Recently, Zirngast authored a Washington Post op-ed. He sounds like a brave and eloquent young man. I’m no socialist, but I’d be proud to know him. I can’t say the same for President Erdogan. The larger question is whether, under his rule, Turkey is still a Western ally. His mad musings about democracy and freedom of the press weren’t throwaway lines. A momentous question of the 21st century is whether Islam and democracy are compatible. I believe they are -- but not without an unfettered and courageous media in Islamic countries. Erdogan’s drivel is not merely idiotic; it’s dangerous. Freedom of the press is what makes democracy possible. I suspect this guy knows it, too. He doesn’t believe in democracy. Or freedom. Which means that at some point, the United States and its allies must ask themselves a difficult question: Does the existence of NATO airbases on Turkish soil – bases used in the U.S. war on terror -- give Erdogan carte blanche?
Here’s the rub, though: President Trump’s rhetoric about the press is often indistinguishable from President Erdogan’s. Shouting “fake news” at a campaign rally? We can take that. But an incumbent U.S. president who calls the media the “enemy of the people” is something else. So were the chants at Trump rallies, whenever Hillary Clinton’s name arose, of “Lock her up!” Similar chants erupted as former National Security Adviser Michael Flynn headed to court last week.

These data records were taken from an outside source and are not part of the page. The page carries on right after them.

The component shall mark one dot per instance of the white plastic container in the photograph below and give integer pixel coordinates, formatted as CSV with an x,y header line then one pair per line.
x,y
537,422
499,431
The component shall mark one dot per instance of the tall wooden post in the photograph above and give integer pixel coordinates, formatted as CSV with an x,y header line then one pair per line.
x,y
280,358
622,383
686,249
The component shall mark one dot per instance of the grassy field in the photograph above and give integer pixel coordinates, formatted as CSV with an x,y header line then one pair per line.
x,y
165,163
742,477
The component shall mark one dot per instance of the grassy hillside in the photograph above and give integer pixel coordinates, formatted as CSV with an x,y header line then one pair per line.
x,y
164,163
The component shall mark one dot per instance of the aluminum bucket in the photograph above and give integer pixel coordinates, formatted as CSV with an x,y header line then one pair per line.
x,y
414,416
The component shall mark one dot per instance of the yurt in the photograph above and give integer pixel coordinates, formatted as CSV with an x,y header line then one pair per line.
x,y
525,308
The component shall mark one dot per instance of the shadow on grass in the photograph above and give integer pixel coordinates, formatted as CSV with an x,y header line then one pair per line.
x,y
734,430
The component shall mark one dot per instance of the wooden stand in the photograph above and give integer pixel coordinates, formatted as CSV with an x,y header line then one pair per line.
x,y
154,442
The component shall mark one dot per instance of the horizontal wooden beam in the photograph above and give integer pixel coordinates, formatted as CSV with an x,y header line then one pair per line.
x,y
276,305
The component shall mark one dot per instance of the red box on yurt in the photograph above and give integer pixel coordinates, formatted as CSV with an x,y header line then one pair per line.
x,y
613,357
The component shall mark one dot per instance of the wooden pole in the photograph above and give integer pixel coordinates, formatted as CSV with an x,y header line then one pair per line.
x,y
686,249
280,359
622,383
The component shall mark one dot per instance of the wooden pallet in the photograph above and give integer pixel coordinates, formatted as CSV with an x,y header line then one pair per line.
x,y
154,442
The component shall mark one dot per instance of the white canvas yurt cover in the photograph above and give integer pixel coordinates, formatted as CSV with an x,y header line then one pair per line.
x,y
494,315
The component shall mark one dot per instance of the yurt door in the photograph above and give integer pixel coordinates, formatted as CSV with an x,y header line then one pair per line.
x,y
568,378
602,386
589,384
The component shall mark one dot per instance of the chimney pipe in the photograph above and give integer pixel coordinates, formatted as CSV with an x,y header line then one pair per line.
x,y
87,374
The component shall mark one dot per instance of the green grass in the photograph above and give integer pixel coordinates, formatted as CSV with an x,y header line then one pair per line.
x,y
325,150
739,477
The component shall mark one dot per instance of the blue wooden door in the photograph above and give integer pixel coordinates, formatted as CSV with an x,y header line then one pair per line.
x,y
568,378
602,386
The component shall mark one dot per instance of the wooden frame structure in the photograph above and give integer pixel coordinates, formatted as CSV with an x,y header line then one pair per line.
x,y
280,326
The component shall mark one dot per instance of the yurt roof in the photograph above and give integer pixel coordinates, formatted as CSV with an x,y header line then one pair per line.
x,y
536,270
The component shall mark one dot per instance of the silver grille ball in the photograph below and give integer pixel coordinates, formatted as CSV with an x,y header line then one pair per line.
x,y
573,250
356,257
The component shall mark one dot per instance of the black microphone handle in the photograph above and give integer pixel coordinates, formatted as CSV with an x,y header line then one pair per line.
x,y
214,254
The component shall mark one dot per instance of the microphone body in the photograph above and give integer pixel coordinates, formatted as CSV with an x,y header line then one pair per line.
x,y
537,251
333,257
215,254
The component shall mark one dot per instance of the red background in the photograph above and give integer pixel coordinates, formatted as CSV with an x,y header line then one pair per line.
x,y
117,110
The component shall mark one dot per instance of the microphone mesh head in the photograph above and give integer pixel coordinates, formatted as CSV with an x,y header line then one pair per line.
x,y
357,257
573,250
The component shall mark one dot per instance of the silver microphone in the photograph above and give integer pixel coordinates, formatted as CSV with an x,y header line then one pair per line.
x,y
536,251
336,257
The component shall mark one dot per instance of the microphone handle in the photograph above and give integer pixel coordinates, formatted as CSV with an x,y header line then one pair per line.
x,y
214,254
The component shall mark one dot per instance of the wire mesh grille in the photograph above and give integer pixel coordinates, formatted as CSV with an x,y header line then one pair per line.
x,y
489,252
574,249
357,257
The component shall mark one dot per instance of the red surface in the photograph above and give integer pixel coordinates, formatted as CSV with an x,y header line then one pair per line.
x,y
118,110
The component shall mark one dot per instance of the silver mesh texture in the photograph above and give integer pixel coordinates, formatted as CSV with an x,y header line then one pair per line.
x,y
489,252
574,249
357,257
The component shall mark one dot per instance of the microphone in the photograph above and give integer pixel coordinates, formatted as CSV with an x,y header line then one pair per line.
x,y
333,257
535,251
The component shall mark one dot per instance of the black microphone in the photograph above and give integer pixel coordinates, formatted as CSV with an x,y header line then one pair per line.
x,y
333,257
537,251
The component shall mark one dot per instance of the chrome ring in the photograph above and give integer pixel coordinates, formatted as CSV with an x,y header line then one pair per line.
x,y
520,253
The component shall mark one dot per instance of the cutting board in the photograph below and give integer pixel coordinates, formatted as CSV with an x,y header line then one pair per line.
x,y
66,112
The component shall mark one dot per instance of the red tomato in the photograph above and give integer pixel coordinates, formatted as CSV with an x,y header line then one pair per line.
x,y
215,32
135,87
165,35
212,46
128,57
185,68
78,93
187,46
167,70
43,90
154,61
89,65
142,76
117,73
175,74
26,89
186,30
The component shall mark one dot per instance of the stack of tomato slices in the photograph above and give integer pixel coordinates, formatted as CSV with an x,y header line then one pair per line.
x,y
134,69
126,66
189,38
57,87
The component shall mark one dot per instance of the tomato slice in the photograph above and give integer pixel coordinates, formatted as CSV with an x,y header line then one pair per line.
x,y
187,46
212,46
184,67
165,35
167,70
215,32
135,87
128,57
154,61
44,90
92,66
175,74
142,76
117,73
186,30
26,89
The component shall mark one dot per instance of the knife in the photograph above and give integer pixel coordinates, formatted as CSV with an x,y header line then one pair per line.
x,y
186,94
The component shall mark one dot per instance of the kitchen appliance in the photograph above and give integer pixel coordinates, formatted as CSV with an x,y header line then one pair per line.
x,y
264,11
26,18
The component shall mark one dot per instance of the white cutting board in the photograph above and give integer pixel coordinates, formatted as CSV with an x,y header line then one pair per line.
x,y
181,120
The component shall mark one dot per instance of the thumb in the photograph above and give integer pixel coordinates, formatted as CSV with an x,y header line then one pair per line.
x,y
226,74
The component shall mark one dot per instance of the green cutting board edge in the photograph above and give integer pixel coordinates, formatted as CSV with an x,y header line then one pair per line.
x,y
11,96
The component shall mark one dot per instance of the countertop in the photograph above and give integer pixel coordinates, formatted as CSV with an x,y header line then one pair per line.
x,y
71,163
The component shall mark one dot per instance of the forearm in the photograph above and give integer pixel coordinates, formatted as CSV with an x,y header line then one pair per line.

Donald Trump isn’t the only American politician who speaks in ugly ways about the media or political opponents. Alexandria Ocasio-Cortez, the 29-year-old New York barista who won election to Congress this year as Democratic-Socialist, didn’t like a recent Politico story about her. So she attacked the press on Twitter, saying that newspapers were mainly good for birdcage lining. It’s no accident that Donald Trump Jr. expressed solidarity. Meanwhile, California Rep. Devin Nunes, who should know better, has started a full-blown feud with his hometown paper, the Fresno Bee.
Is this all Trump’s fault? Obviously not. The mainstream media have been hostile. The Obama Justice Department prosecuted more journalists for leaks than all previous presidents combined. This doesn’t count Judith Miller -- jailed for contempt of court by a compliant judge egged on by a vindictive special prosecutor.
The lesson here is that when Trump says, “We don’t have a country without a border,” there’s a better way of thinking about immigration – and democracy. A country without freedom of the press is not a country worth defending.
Correction: An earlier version of this article mistakenly stated that Turkey is a member of the European Union.